Recently a friend wrote a blog about plotting vs. pantsing; it appears there is a new “danger” and meaning related to pantsing.
For some time people at my place of employment have been talking about the need to not sit for extended periods of time. I’ve heard hints of this in the popular press, too, and I am a participant in a long-term, nationwide study that asks a question about how many hours a day you SIT. If this anti-sitting research pans out, it appears writers are at risk for ailments not associated with writing in the past. Diabetes. Heart disease. Obesity and probably other ailments as well. Much of the research appears to have come from Australia, with interest shown by many other health care professionals.
Probably most of us think, “Oh, I walk for a half hour a day, or ride my bike for two hours, or exercise on the weekend,” but what this research is saying is that that is not enough and what we need to do is stop sitting for extended periods of time. Exactly what constitutes an “extended” period of time I do not currently know, nor do I know how much time you have to stand up and move around to counteract the effects. Does standing and walking down the stairs to pour coffee provide enough of a break when you’ve been sitting for three hours editing a manuscript? Probably not.

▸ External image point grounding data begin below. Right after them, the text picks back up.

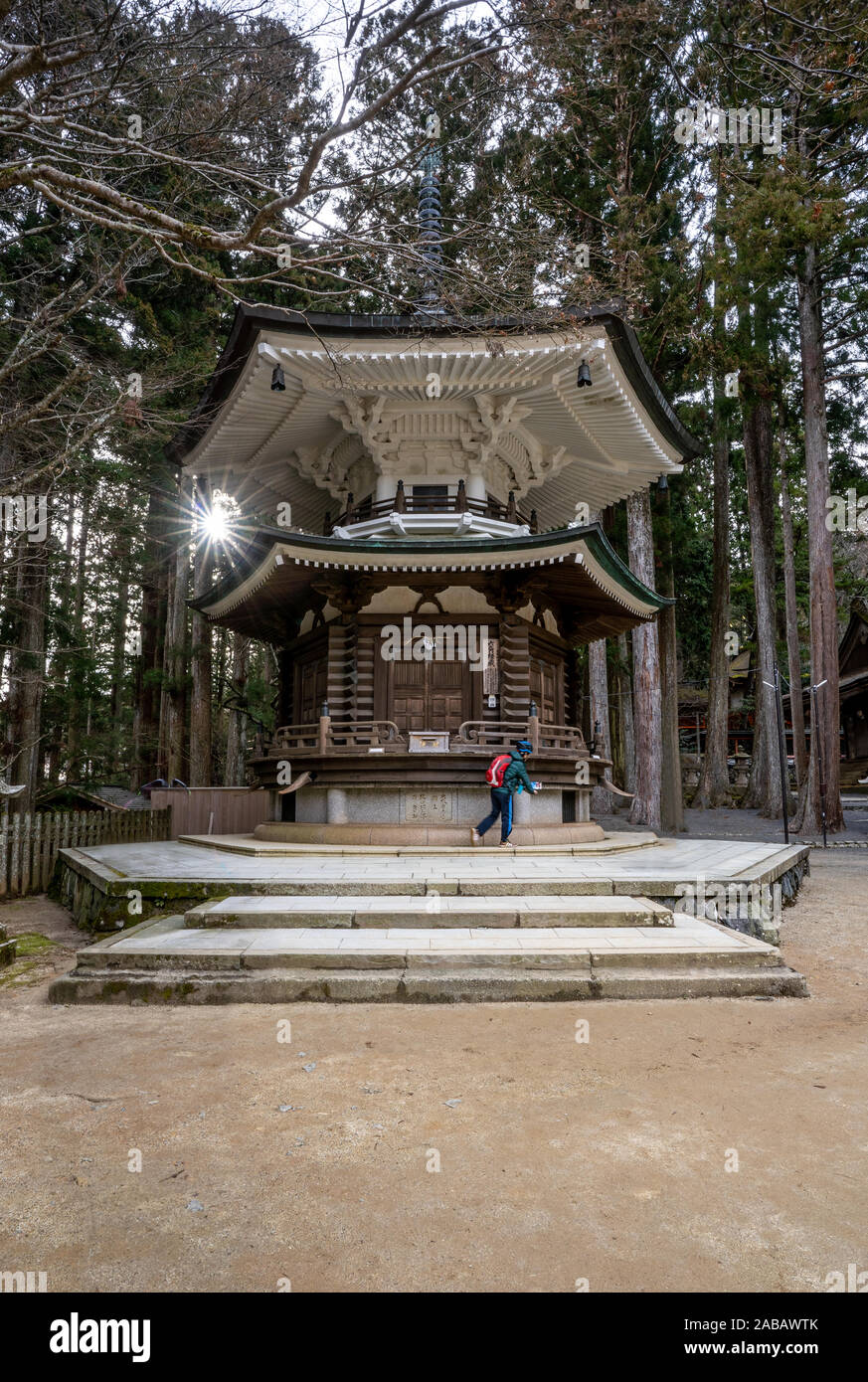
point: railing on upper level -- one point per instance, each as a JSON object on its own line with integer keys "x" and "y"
{"x": 412, "y": 503}
{"x": 335, "y": 737}
{"x": 559, "y": 740}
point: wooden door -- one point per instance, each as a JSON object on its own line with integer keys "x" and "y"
{"x": 429, "y": 695}
{"x": 546, "y": 690}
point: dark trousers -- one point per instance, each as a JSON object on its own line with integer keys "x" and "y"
{"x": 500, "y": 806}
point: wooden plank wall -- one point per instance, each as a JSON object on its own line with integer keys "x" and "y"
{"x": 236, "y": 808}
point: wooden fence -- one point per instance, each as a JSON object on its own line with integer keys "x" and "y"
{"x": 29, "y": 842}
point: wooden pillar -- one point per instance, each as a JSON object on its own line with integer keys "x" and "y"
{"x": 514, "y": 668}
{"x": 340, "y": 670}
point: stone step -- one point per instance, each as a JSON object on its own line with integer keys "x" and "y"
{"x": 433, "y": 910}
{"x": 166, "y": 962}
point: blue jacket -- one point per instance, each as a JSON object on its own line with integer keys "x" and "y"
{"x": 516, "y": 776}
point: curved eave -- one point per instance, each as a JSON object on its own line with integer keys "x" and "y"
{"x": 578, "y": 560}
{"x": 251, "y": 321}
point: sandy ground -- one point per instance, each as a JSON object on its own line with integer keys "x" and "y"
{"x": 562, "y": 1159}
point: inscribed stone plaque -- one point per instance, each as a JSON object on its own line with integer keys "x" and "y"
{"x": 428, "y": 807}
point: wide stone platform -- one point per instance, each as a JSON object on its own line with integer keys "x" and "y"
{"x": 116, "y": 885}
{"x": 432, "y": 911}
{"x": 167, "y": 962}
{"x": 249, "y": 921}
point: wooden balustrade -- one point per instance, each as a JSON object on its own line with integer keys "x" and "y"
{"x": 337, "y": 737}
{"x": 404, "y": 503}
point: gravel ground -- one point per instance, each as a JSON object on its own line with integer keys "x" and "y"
{"x": 559, "y": 1159}
{"x": 750, "y": 825}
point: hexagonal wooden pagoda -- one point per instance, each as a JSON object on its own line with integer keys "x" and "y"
{"x": 419, "y": 552}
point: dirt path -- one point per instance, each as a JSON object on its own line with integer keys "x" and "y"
{"x": 562, "y": 1161}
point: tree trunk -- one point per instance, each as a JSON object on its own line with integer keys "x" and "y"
{"x": 598, "y": 693}
{"x": 627, "y": 725}
{"x": 174, "y": 701}
{"x": 201, "y": 651}
{"x": 236, "y": 732}
{"x": 714, "y": 787}
{"x": 28, "y": 668}
{"x": 75, "y": 691}
{"x": 793, "y": 651}
{"x": 672, "y": 797}
{"x": 825, "y": 737}
{"x": 153, "y": 618}
{"x": 765, "y": 785}
{"x": 119, "y": 637}
{"x": 645, "y": 673}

2/20/12 UPDATE: It looks like this could be even more of a concern for older writers. Younger writers turn into older writers on a daily basis, so it most likely is best to establish new habits NOW.
The best advice at the moment might be to set a timer and get up and stretch every hour or so. Dance. If you’re at home, vacuum, run down to the basement to fold the wash, walk to the store. If you can find a place to use your laptop while standing, do that for part of the day. If you’re at writing group, stand up and discuss the writing for at least five minutes of every hour. Just don’t sit in your seat staring at the screen for hours at a time.
This cutting edge research gives new meaning to the word pantser, but unfortunately, it applies to plotters, too!!
Here is the Abstract for one of the original articles from European Endocrinology:
‘Too Much Sitting’ and Metabolic Risk – Has Modern Technology Caught Up with Us?
David W Dunstan,1–5 Genevieve N Healy,1,3 Takemi Sugiyama3 and Neville Owen3
Recent epidemiological evidence suggests that prolonged sitting (sedentary behaviour: time spent in behaviours that have very low energy expenditure, such as television viewing and desk-bound work) has deleterious cardiovascular and metabolic correlates, which are present even among adults who meet physical activity and health guidelines. Further advances in communication technology and other labour-saving innovations make it likely that the ubiquitous opportunities for sedentary behaviour that currently exist will become even more prevalent in the future. We present evidence that sedentary behaviour (too much sitting) is an important stand-alone component of the physical activity and health equation, particularly in relation to cardio-metabolic risk, and discuss whether it is now time to consider public health and clinical guidelines on reducing prolonged sitting time that are in addition to those promoting regular participation in physical activity.